At the current $191 price, shares of Netflix (NFLX) are up 106% for 2013. At that pace the stock will end the year at $125,088 for a tasty 13,503% gain. Spoiler Alert!: it's not going to happen. To try to figure out alternative scenarios Breakout welcomed the Don of the Optionmonster.com family, Jon Najarian to explore the possibilities.
"I think this one is extended but it has managed a combination of squeezing shorts and a decent business model," Najarian says in the attached video. By business model Najarian isn't referring to the streaming business, where barriers to entry are stunningly low on the technology side. Netflix's real edge is in content and the price proposition for customers. For roughly the cost of an HBO or Showtime subscription consumers can get all of Netflix on-demand at all times.
The battle over content is where the real fight is. It's not clear if Netflix has deep enough pockets to bid against conglomerates for early rights to movies and TV shows. Instead the company is moving in another direction by branching into the production of original content.
So far the results have been mixed. "Lilyhammer," a fish-out-of-water tale staring Steven Van Zandt as a mobster exiled to Norway, was a flop.

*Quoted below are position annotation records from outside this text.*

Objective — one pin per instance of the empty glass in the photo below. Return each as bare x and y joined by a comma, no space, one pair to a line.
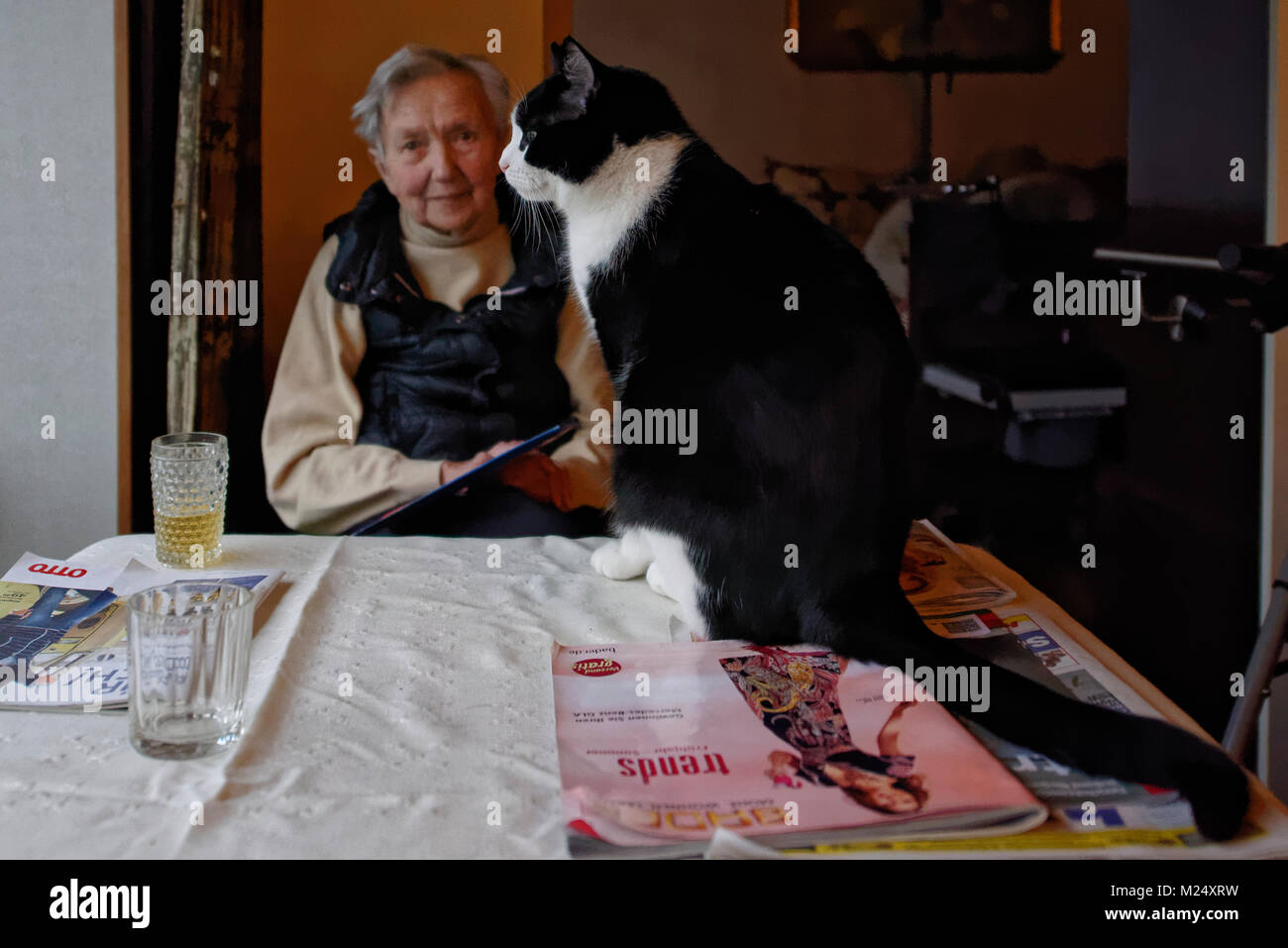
189,653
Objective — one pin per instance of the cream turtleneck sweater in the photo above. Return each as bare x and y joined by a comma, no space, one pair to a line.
318,480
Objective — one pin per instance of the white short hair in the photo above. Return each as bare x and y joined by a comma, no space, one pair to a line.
412,62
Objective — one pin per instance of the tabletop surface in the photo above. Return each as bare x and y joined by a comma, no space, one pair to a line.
398,704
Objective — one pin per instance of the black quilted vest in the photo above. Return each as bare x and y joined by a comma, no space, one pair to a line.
437,382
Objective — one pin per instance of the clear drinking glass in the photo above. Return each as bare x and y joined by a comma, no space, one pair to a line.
189,653
189,484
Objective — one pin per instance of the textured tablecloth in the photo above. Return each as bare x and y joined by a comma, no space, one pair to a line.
449,730
446,746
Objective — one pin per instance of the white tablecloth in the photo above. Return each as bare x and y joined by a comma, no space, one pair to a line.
446,746
450,719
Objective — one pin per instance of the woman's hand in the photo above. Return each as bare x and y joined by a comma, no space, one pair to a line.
450,471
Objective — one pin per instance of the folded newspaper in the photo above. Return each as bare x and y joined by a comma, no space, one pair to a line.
660,745
940,582
63,647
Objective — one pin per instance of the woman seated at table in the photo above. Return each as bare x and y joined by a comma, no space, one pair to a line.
433,331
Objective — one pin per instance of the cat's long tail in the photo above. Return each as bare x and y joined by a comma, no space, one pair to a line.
1095,740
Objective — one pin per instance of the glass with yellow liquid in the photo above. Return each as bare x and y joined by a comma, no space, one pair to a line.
189,485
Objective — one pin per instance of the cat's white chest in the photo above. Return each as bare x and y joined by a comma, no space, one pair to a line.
606,213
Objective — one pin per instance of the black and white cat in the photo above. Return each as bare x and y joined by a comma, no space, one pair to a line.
789,522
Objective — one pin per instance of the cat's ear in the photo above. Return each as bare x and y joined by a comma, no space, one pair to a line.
579,68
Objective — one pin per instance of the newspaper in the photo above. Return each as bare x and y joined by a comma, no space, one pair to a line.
660,745
1086,811
939,582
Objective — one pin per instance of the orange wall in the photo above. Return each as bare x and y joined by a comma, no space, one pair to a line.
318,55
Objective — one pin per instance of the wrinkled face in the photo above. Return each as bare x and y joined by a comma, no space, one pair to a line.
441,151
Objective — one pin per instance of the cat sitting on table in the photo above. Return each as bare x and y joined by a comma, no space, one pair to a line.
789,520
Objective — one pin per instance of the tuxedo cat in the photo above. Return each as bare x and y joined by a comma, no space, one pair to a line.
787,522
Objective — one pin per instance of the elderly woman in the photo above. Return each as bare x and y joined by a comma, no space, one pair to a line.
433,333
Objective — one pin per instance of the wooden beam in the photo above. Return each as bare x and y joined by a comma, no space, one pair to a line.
124,334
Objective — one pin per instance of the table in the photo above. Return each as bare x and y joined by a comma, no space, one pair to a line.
445,745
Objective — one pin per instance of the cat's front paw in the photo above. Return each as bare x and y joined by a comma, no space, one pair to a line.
610,561
655,579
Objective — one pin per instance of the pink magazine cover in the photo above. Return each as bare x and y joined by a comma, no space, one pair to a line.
664,743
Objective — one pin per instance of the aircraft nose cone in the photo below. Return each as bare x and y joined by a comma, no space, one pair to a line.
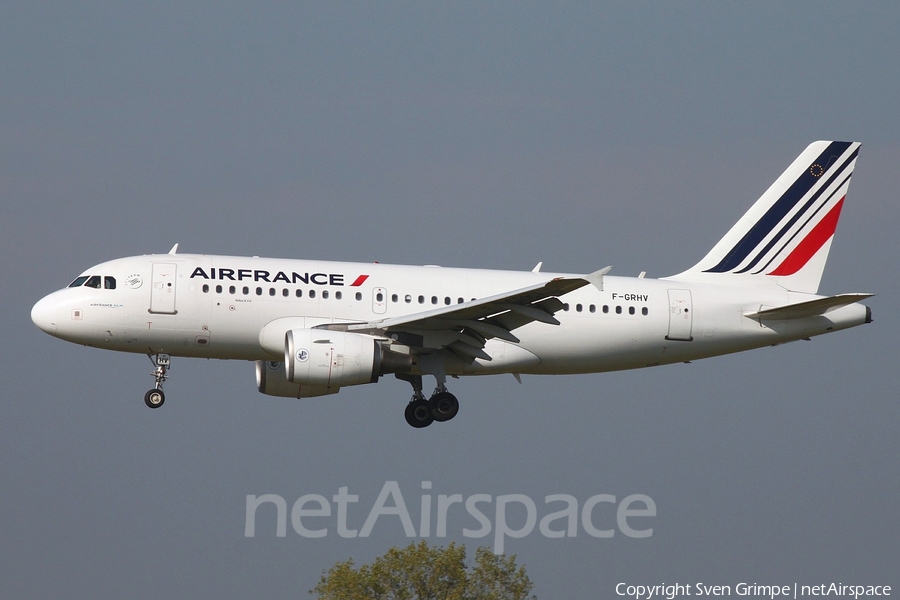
44,315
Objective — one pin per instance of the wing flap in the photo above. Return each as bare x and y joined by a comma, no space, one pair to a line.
464,328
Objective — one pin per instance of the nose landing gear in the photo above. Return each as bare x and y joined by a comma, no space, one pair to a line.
155,398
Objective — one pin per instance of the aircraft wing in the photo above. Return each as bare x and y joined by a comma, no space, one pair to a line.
464,328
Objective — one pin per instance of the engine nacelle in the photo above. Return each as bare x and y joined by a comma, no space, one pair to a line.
271,380
331,359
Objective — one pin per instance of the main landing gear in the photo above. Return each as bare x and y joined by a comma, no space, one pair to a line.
154,398
442,406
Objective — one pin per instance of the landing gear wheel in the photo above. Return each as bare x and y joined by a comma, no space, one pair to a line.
154,398
443,406
418,413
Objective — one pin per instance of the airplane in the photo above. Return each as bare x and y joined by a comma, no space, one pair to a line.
313,327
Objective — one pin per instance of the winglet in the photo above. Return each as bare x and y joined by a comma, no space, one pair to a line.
596,278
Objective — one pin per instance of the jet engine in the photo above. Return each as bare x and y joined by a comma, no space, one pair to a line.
332,359
271,380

In contrast the recently aired series "House of Cards" staring Kevin Spacey was a huge critical success.
Creative success is difficult enough. Netflix also has to deal with economic realities associated with producing shows. "House of Cards" reportedly cost the company $100 million dollars just to secure the talent. Industry experts say cheapest shows run about $3.8 million per episode. In contrast "House of Cards" started with a $4.5 million budget and high profile director David Fincher "took it way above that."
Streaming and making movies and television shows are two cut throat businesses. The streets of Hollywood are littered with the discarded dreams of people who thought they could make a great television show. If Netflix misses a step Wall Street could be cruel.
Najarian notes that Netflix is back to the same number of subscribers it had when the stock was trading at $300 but the landscape has changed. The company is now facing competition from WalMart's (WMT) VUDU, Amazon (AMZN) and possibly Apple (AAPL).
With the endless uncertainties facing the industry an argument could be made to justify anything from $50 - $500 as a "fair value" for Netflix. The stock isn't going to end the year at $125,000 by New Year's Eve but we can be sure of little else. If only the company could generate content with such suspense.